Another way Ýr breaks the solitude is through listening to podcast and audio books. Current favorites include Dax Shepard’s Armchair Expert, The Good Place: The Podcast as well as current issues within Iceland. Audiobooks take a more serious tone, with a focus on homo sapiens and the human experience. The Good Place is one of her favorite shows because of the risks and humor that it brings to the human existence. Humor and fun and play are all parts of Ýr’s practice but with a similar serious edge.
“I’m alone, in the cold in the summer and listening to how the world is dying or how we’re killing it and there’s nothing we can, or we can, but me as one person cannot do that much. So I’m also trying to find more fun. I really like play and fun and humor. And I am also very interested in serious things. I think art is there to soothe you in a way also, and I like that idea. I’m kind of doing it to soothe myself.”
The conversation grew from work to pop culture, growing out of a conversation about Abbi Jacobson, of Broad City fame. She is a dream client, and Ýr would love to give her the last of her monster sweaters that she has in Manhattan with her. Drag Queens and RuPaul’s Drag Race is another interest, which also represents another form of transition, creation and utilizing space. Sasha Velour is her favorite, but for All Stars 4, Naomi Smalls is queen (spoiler: she didn’t win the crown).
So what’s next for Ýr after the WIP residency?

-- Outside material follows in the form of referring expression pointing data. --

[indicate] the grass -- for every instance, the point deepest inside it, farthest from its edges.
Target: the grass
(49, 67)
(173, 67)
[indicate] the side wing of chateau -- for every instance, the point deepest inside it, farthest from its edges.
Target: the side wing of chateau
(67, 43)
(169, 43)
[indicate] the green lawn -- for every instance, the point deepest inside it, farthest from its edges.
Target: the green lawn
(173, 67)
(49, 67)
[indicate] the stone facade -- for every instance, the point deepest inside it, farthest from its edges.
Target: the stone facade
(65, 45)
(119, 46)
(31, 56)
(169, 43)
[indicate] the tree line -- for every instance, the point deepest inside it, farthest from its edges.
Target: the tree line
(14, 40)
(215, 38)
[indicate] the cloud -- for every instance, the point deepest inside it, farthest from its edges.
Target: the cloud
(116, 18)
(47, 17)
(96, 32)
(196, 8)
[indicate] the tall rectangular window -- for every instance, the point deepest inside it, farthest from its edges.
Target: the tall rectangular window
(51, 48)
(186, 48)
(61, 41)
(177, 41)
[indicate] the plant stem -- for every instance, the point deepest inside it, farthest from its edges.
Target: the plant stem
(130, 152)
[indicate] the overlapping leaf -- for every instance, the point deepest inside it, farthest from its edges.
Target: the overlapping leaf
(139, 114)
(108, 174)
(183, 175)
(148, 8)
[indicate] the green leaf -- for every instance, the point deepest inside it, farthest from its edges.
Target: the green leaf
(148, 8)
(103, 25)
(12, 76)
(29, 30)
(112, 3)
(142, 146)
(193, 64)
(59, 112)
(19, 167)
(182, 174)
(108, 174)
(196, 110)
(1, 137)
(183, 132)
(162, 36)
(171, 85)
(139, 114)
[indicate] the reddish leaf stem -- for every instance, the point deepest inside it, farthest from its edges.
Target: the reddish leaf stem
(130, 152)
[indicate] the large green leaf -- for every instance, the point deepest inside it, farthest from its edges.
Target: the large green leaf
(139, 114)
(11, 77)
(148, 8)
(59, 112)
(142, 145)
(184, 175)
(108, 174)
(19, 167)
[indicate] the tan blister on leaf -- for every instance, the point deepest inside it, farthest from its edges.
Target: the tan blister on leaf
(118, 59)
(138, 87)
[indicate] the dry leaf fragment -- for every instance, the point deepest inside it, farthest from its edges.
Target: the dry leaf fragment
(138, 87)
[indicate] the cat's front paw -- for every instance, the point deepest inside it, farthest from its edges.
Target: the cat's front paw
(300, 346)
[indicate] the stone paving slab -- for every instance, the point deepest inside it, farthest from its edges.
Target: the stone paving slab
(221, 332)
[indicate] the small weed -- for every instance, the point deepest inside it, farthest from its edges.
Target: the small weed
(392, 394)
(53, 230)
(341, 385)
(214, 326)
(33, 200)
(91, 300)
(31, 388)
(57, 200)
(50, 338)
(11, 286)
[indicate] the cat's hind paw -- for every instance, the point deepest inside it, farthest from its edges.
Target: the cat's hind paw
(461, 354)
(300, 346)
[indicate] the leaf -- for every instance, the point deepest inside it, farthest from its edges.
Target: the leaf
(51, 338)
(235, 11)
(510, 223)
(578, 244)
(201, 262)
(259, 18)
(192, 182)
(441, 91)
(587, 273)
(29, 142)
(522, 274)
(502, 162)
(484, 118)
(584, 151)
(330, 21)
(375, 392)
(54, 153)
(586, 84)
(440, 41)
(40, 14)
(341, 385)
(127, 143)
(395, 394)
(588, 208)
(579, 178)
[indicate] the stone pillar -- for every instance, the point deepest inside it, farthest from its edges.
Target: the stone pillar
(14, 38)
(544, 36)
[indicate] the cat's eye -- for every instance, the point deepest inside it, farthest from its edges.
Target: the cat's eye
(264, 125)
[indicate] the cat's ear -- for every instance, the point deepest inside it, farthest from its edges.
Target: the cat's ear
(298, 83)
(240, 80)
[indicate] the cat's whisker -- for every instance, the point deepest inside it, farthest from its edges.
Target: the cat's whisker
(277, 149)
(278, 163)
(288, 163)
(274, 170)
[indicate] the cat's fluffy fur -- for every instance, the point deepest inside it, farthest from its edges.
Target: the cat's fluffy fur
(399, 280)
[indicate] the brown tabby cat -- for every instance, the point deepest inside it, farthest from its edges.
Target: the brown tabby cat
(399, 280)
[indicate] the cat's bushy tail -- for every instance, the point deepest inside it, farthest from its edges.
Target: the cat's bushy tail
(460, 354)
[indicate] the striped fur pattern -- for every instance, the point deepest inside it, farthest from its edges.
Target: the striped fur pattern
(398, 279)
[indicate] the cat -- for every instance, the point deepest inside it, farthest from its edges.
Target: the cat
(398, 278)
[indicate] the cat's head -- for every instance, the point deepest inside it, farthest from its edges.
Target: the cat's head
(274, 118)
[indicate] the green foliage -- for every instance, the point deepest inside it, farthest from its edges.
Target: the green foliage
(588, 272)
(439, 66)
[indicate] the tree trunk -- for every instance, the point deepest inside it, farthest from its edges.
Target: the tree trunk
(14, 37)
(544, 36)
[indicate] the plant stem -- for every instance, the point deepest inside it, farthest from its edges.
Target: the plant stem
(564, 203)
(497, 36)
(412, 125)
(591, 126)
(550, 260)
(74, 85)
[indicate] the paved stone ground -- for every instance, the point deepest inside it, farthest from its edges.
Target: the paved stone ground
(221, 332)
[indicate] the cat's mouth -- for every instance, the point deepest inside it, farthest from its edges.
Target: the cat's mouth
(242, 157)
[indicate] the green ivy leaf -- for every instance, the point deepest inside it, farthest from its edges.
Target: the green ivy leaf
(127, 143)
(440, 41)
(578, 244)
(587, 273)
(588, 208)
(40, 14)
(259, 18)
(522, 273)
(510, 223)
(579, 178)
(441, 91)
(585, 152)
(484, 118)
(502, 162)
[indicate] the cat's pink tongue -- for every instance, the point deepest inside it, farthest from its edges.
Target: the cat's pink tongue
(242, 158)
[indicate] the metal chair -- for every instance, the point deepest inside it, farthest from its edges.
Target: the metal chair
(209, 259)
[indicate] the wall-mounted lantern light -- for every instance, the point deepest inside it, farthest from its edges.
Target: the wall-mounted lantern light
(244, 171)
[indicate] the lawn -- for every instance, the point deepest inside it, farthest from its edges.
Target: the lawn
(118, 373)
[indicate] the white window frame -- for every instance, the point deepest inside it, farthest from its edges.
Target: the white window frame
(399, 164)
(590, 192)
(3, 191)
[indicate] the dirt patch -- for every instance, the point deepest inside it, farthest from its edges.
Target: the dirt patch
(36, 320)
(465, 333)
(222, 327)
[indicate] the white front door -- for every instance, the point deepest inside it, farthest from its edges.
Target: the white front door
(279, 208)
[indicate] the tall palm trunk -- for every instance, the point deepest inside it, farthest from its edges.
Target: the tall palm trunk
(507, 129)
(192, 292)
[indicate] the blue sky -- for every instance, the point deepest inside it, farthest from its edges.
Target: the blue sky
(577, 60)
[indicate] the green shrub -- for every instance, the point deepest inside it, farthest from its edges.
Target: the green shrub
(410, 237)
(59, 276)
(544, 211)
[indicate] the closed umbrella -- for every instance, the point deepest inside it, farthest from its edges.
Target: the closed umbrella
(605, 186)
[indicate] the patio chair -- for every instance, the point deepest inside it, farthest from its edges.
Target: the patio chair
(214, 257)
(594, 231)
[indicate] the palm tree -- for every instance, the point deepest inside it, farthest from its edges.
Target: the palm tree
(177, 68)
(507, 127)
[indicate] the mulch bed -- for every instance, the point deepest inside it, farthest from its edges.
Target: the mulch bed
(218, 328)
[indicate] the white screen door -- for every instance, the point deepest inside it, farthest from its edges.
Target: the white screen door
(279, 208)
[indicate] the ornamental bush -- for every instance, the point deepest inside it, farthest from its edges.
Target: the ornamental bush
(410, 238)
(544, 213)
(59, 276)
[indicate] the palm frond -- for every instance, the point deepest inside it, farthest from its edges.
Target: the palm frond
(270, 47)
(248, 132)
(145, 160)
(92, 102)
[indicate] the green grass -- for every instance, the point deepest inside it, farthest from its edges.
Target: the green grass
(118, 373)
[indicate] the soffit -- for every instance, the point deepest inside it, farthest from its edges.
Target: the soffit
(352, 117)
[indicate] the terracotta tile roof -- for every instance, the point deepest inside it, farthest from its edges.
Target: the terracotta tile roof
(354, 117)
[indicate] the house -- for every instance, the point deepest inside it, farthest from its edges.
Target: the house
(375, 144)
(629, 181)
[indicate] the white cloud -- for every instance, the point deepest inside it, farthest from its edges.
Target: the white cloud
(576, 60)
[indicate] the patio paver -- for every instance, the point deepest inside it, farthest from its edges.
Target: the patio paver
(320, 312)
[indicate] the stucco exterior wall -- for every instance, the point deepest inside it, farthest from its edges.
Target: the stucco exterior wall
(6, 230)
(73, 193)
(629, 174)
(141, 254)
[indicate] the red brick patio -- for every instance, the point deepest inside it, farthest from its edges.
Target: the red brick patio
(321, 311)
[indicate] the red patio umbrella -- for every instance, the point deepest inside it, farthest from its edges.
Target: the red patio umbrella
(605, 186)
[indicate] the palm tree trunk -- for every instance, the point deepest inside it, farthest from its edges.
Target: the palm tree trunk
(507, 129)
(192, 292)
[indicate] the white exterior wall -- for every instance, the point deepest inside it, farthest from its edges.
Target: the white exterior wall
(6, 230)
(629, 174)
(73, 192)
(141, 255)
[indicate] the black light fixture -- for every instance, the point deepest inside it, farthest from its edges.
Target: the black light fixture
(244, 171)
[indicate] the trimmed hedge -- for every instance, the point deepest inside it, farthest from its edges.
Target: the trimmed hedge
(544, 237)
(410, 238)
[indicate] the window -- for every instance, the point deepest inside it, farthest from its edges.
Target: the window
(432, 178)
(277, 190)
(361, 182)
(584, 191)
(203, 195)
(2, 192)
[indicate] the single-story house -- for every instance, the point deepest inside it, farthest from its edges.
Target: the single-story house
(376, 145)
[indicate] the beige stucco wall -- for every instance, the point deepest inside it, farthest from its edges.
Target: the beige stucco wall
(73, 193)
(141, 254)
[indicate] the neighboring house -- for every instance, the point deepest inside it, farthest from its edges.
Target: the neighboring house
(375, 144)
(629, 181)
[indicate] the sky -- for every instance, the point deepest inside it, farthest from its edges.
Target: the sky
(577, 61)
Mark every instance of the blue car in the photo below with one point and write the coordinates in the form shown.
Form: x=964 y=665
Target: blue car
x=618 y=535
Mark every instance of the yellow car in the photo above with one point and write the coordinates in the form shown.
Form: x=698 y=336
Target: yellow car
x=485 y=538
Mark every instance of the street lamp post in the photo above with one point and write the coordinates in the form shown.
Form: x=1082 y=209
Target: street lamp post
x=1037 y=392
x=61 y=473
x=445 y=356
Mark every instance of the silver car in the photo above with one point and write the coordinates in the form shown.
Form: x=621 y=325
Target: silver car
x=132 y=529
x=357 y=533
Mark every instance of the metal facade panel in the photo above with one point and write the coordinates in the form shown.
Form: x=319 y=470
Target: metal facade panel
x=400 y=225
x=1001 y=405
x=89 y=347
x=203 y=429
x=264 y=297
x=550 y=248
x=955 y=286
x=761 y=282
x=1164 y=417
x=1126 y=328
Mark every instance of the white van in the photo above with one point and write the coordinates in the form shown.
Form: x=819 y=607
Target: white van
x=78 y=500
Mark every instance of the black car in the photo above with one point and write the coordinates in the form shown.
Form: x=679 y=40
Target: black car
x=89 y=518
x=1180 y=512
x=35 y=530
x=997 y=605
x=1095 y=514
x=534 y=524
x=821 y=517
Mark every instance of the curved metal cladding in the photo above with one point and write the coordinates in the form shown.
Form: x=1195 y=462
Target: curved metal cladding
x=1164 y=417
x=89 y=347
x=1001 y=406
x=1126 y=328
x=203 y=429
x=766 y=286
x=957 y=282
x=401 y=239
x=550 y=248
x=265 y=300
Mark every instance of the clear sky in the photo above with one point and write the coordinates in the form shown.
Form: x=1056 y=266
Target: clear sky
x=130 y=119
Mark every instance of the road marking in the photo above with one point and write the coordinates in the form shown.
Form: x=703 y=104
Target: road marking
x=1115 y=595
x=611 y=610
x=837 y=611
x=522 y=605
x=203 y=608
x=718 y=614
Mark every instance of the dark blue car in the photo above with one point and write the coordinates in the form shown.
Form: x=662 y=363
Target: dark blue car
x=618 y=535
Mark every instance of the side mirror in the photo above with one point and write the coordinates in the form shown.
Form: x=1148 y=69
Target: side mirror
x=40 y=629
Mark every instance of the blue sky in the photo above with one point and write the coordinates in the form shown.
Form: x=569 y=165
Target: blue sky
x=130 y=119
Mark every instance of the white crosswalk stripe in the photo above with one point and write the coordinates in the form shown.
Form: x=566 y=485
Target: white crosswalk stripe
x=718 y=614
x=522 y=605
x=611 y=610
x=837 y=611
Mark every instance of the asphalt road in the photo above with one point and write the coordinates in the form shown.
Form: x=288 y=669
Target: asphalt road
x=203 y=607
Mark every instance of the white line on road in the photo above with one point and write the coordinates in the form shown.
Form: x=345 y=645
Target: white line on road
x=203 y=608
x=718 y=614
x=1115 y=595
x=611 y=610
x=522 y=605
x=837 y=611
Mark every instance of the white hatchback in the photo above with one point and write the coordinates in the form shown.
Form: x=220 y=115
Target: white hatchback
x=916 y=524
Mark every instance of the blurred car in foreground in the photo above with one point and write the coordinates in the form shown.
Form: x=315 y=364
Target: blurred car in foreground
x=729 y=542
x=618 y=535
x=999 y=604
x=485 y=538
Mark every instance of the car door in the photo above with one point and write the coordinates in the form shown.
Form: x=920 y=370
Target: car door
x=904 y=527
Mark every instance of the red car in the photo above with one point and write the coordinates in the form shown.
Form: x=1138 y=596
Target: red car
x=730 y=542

She’s heading back home to Iceland to continue to work on her machine knit pieces. But first, she ran a workshop and lecture at TAC Manhattan on February 25th. This was a trial run for two more workshops that she has planned, one in Iceland in June and maybe in Seattle in October.
“I encourage people in the beginning if they are not good knitters, or not even know how to knit, they can take the book and hand knit with their grandma or someone who knows how to knit and they can have a nice time together, just try to make this sweater, I am also encouraging people to start a knitting circle, it is easier to have more people to figure it out. More brains to find the solution.”